SRA Toolkit


SRAToolkit Encryption

The portion of the toolkit that handles encryption and decryption is a module/library called 'krypto'. This is significant to users of the NCBI utilities only in that that name will show up in various places. The name is with a 'k' to differenctiate from the common 'crypto' library name particularly in Unix like platforms using Open SSL.

Configuration

Encrypted file formats

Currently the SRA Toolkit utilities only use encryption in two file formats defined by NCBI. In the future it is expected to be used in more ways as the need arises.
To meet Federal Information Processing Standards (FIPS) the SRA Toolkit uses the Advanced Encryption Standard (AES) for the actual encryption of data.
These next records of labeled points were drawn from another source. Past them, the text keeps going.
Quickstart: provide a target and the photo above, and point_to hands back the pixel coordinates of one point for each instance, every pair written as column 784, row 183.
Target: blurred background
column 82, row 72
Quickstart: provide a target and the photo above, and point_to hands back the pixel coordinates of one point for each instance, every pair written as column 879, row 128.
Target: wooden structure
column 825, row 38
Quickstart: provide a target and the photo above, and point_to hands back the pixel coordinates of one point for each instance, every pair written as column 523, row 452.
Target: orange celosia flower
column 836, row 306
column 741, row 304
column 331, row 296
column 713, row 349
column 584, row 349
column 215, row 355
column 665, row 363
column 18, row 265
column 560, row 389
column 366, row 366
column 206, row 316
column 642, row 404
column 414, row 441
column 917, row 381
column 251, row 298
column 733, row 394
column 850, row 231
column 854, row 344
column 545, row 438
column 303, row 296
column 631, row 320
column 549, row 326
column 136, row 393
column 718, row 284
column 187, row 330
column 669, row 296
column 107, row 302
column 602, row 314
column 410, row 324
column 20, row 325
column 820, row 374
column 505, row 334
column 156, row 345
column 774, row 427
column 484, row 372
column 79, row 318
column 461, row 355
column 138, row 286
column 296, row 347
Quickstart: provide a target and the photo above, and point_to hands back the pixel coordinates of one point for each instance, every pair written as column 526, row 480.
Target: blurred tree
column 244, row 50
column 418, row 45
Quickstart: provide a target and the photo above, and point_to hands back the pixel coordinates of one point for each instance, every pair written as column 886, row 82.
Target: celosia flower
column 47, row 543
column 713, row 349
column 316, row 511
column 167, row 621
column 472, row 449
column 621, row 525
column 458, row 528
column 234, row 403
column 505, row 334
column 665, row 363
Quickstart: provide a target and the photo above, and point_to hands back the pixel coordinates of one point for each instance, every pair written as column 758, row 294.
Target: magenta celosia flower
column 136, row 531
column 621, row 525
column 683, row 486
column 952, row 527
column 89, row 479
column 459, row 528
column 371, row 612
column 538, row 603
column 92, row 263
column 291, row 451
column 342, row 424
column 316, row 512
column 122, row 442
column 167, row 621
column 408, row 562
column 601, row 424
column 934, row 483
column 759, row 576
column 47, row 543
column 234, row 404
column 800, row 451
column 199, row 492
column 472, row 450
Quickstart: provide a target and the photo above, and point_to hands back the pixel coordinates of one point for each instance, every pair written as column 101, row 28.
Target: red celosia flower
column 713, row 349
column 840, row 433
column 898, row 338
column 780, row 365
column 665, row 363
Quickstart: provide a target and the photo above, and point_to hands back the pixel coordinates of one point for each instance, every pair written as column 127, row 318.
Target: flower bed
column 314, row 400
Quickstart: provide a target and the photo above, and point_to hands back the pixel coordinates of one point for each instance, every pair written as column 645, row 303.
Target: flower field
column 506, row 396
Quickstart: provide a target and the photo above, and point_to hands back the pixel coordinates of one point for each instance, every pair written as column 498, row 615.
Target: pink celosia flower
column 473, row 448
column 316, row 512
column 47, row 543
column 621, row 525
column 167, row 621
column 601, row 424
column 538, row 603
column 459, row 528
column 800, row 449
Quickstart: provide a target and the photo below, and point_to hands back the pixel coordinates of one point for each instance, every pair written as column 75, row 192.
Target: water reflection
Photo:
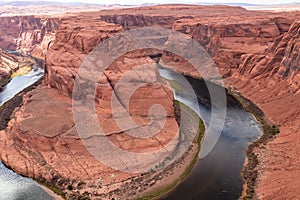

Early Encryption Format - ncbi_enc

The first encryption format supported by the SRA Toolkit typically uses the extension ".ncbi_enc". It was used to encrypt files that were being sent to computers not on the NCBI network. It is now a deprecated format because a new requirement in file validation could not be supported. The SRA Toolkit fully supports reading and decrypting this format but no longer encrypts into this format.

Current Encryption Format - nenc

The current NCBI encryption format was designed for efficient processing without explicitly decrypting a file to the disk and to allow content validation without needing the password used to encrypt the file.

Password File

The toolkit starts with the belief that passwords put on command lines have an inherent security risk in that command line parameters can be seen by other users of a computer through Unix commands like 'ps'. To answer that weakness the SRA Toolkit uses passwords read from secure files or the environment. The preference being password files.
The SRA Toolkit uses its configuration to locate the password via an entry named 'krypto/pwfile'.
The contents of an encryption password file is normally some sort of text, but that is not a strict requirement. The password is up to 4096 bytes, which with UTF-8 or other encodings might be fewer characters. The only characters that can not be in this are the Carriage Return (CR) or Line Feed (LF) also called Newline ASCII control bytes. The cryptographic library will use the first part of the file up to the CR or LF. If the file is longer that 4096 bytes and does not have a CR or LF nefre the 4097th byte the library will call the file invalid.
Bytes after the first CR or LF are reserved for future use; perhaps as previously used passwords.

Encrypted command line arguments

Encryption specification in an URL

Some SRA Toolkit utilities use an Universal Resource Identifier (URI) syntax to identify files. The first incarnation of this is the "ncbi-file" scheme. This is an extension to the standard "file" scheme for an URL. The extension is addition of a query string. Two keys have been defined at this point 'encrypt' (or 'enc') and 'pwfile'. Encrypt has no value while the value for the pwfile is the path to the password file. The syntax for the hierarchical part of the URI is the same as the file scheme for the platform on which the Toolkit is running. As an example "ncbi-file:/home/usr/me/read1.nenc?encrypt&pwfile=/home/usr/me/password" has the 'ncbi-file' scheme, a hierarchical part of '/home/usr/me/read1.nenc' and a query part of 'encrypt&pwfile=/home/usr/me/password'. This is a file named 'read1.nenc' in the Unix common home directory for user 'me' and encrypted using a password that is in the file in the same directory named 'password'. If the program was being run on Windows that could have looked more like "ncbi-file:C:\Users\me?encrypt&pwfile=C:\Users\me\password" with its different syntax for a hierachical part.

Encryption Configuration

Password File - krypto/pwfile

Encryption (krypto) expects a symbol that identifies the location of the default password file. The path should be in the native file system notation.

Encryption Tools

nenctool

This tool will encrypt, decrypt or re-encrypt a single file.

nencvalid

This tool will verify the data integrity of an encrypted file. One would typically run this tool after the down load of an encrypted archive or other large file to ensure the download was complete and successful.

vdb-passwd

This tool uses configuration to find the designated password file and change the contents.